Monday, January 28, 2008

Moral Hazard

Moral hazard is the prospect that a party entering a contract becomes insulated from a risk and that insulation causes him or her to behave differently to the other party's peril. The contract changes incentives and the changed incentives causes one party to behave differently. A few examples will clarify this.

If you rent a car or your residence to someone, you, as the owner, run the risk that your renter will not treat it the way you would treat your own property. By entering into the rental agreement, you, the lessor, incur moral hazard. If you doubt moral hazard exists in rental contracts, ask yourself why landlords require deposits, and why you as a used car buyer worry more about a rental car than one you buy from the sole owner.

Moral hazard arises because an individual or institution does not bear the full consequences of its actions, and therefore acts less carefully than he or it otherwise would. This leaves another party bearing some responsibility for the consequences of those actions.
Insurance is rife with moral hazard: Why? An insured party's behavior will be riskier than it would have been without the insurance.

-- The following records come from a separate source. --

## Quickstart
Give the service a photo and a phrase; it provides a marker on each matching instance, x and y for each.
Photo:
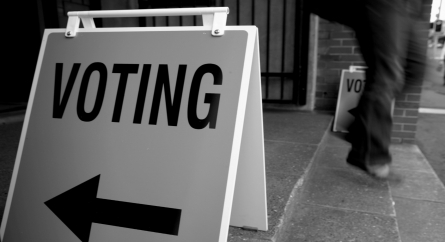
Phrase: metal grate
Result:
(283, 33)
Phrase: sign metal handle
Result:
(215, 18)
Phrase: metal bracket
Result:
(214, 18)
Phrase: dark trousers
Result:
(394, 49)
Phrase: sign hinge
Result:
(213, 18)
(250, 228)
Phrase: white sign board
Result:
(352, 83)
(136, 134)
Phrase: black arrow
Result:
(79, 207)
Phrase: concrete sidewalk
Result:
(312, 194)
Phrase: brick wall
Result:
(337, 50)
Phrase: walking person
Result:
(390, 36)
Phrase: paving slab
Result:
(420, 220)
(347, 189)
(409, 157)
(418, 185)
(312, 223)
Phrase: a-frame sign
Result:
(141, 134)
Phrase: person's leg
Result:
(380, 39)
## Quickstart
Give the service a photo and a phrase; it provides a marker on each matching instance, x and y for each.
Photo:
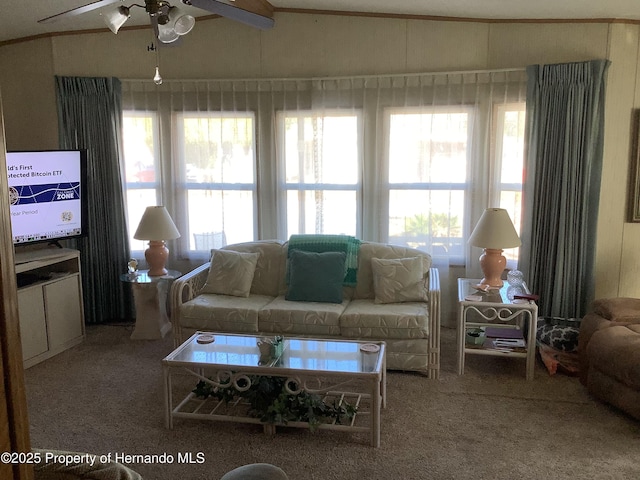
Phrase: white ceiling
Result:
(20, 17)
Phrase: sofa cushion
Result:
(618, 309)
(363, 318)
(368, 250)
(268, 278)
(615, 351)
(223, 313)
(398, 280)
(315, 277)
(301, 318)
(231, 273)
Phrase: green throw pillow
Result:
(315, 277)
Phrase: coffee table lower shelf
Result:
(365, 420)
(194, 407)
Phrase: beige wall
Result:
(323, 45)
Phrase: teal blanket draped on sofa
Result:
(330, 243)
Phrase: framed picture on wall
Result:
(634, 171)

In life insurance, moral hazard can arise when the insured can self select. A life insurance company bases its rates on the actuary tables for the average person. If I know everyone in my family has died young, it make sense for me to buy more insurance than normal. This adverse selection will cause the life insurance company to undercharge me for the true risk of my living less the actuarial tables predict.
In banking, deposit insurance creates moral hazard. Consider a hypothetical bank we could call Loan Prone Savings and Loan. The FDIC insures Loan Prone's deposits. The bank gets in trouble. Loan Prone's loans are not sufficient to pay off its depositors. Perhaps its books do not yet show its true condition. They comply with banking regulations, but they do not show the true value of the loans. What can Loan Prone's managers do?

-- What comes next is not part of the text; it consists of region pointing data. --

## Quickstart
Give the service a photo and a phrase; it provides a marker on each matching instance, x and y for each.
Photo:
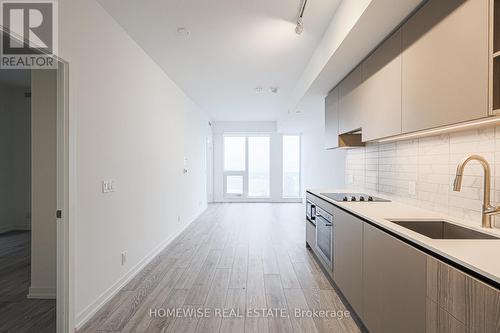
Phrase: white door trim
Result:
(64, 300)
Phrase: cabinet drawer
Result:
(311, 235)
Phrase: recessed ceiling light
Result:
(183, 31)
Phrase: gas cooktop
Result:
(359, 197)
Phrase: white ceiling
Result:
(16, 78)
(233, 47)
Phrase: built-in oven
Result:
(311, 211)
(324, 235)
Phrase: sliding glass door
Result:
(247, 166)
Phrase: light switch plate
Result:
(108, 186)
(412, 188)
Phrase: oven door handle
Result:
(326, 223)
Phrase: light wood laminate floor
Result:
(244, 257)
(17, 313)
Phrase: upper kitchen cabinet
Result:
(381, 90)
(332, 119)
(351, 112)
(445, 63)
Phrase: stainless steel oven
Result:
(311, 211)
(324, 235)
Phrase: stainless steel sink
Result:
(442, 230)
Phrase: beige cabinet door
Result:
(348, 257)
(394, 284)
(350, 113)
(445, 64)
(332, 119)
(381, 99)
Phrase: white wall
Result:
(14, 162)
(320, 168)
(44, 183)
(135, 126)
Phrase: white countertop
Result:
(479, 255)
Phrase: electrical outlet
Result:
(412, 188)
(108, 186)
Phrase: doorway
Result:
(34, 241)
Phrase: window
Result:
(291, 166)
(234, 153)
(247, 166)
(234, 185)
(259, 156)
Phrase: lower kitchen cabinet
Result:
(394, 284)
(457, 302)
(348, 257)
(311, 235)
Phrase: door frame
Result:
(65, 253)
(65, 195)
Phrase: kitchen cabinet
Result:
(311, 235)
(332, 119)
(348, 257)
(445, 64)
(457, 302)
(394, 284)
(350, 106)
(381, 90)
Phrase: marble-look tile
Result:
(431, 162)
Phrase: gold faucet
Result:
(488, 209)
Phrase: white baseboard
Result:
(15, 227)
(84, 316)
(41, 293)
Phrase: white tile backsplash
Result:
(388, 168)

They note that if the bank can get more funds (by taking in more deposits), it could make some new loans. So Loan Prone offers an above market interest rate to attract more deposits. There is no risk for the depositors, their deposits are insured. Note: without deposit insurance, depositors would have a strong incentive to investigate a bank's soundness. With deposit insurance, that incentive is gone.
The bank does not care if its losses grow, Lone Prone is already "in the soup." Maybe it can recover enough from the new loans to get back in the black. Thus Loan Prone hopes that it can find some profitable investments to recoup its loses. It goes for higher interest, but riskier loans. It is gambling to get back into the game. The depositors do not care: the FDIC is going to get stuck paying off them off even if the loans go sour.

Neither the the bank nor the depositors are behaving the way they would in the absence of deposit insurance. That is the essence of moral hazard.


2 comments:

vansant said...

So what is the incentive for the investor to do "background checks" on the loaning bank? If the FDIC insures their investment and the bank is giving investors a better rate the average Billy Bankroll is not going to care. Yes if the bank closes it's gates and locks it's doors, the investor will have to wait until the FDIC gets their cash to them, but they did get a ton of cash for doing close to nothing.

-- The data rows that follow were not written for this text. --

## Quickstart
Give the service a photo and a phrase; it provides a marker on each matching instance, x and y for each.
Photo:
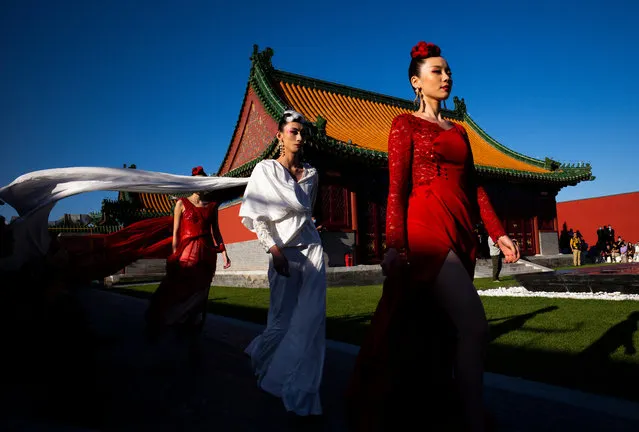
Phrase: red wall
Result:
(586, 215)
(231, 227)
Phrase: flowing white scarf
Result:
(33, 195)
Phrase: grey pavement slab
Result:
(143, 387)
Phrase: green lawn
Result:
(585, 344)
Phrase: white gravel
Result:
(523, 292)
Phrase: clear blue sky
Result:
(159, 83)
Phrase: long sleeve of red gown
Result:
(492, 223)
(399, 170)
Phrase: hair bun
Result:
(424, 50)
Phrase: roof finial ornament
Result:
(264, 57)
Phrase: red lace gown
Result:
(181, 297)
(433, 206)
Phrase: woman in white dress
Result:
(288, 357)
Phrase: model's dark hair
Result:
(290, 116)
(420, 52)
(414, 67)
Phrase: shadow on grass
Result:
(516, 323)
(591, 371)
(617, 336)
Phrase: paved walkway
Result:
(141, 388)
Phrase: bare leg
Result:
(455, 293)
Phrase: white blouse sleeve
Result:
(264, 236)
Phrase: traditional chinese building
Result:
(348, 146)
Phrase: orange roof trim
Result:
(366, 124)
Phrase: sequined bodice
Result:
(423, 157)
(196, 221)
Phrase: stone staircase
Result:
(484, 268)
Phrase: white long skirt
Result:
(288, 357)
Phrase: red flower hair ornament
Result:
(424, 50)
(197, 171)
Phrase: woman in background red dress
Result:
(408, 359)
(181, 298)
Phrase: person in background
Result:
(495, 256)
(288, 356)
(575, 246)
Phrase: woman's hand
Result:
(510, 249)
(227, 260)
(280, 263)
(393, 260)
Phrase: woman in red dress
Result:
(433, 205)
(181, 298)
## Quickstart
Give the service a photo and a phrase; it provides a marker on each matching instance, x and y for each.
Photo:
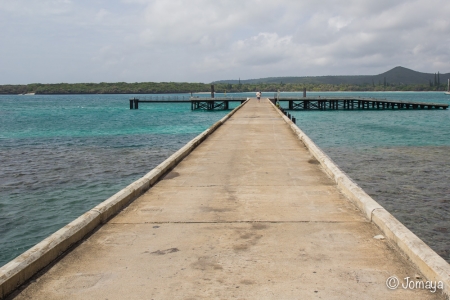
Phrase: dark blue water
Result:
(62, 155)
(399, 157)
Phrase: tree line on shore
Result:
(184, 87)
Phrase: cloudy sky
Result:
(52, 41)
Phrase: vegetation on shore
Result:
(183, 87)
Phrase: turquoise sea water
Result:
(62, 155)
(399, 157)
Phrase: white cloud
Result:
(203, 40)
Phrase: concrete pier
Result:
(249, 214)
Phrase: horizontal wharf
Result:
(214, 103)
(250, 209)
(349, 103)
(196, 102)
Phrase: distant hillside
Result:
(397, 75)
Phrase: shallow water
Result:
(62, 155)
(399, 157)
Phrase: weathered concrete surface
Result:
(247, 215)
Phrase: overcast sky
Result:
(53, 41)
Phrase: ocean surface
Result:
(60, 155)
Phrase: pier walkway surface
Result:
(249, 214)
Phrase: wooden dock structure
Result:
(348, 103)
(299, 103)
(247, 211)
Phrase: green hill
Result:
(398, 75)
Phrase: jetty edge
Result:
(429, 263)
(26, 265)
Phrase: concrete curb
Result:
(23, 267)
(429, 263)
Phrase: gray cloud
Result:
(201, 40)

So a CEO of a bank, let's call it "Grizzly Firm Bank," sees that his bank is in trouble. "We are going to raise our interest rates to intice bigger loans. This will inturn save our 'Grizzly Firm Bank.'"

However, this risk does not pay off for the CEO. What happens to the bank...the FED bails them out, repays the loans, and slaps "Grizzly Firm Bank" on the wrist. This wrist slap reverberates through the bank and the board wants head on the chopping block.
"The CEO is the man responsible for this. His head will be on a spike by the end of this!"

This sounds like it will end in bloodshed and tears for the CEO and it will. But the bloodshed will be in the form a a hefty severence and early retirement package and the tears will be tears of joy for evading possible jail time.

So, all is well that ends well.

TaDonne' said...

Moral hazard is a risky element in the business world. I think you have to take risks to gain, but at what cost. It seems these are the gambles that many businesses take all the time. It does help with customer/sales rep relationship. I guess it would establish a trust between the two.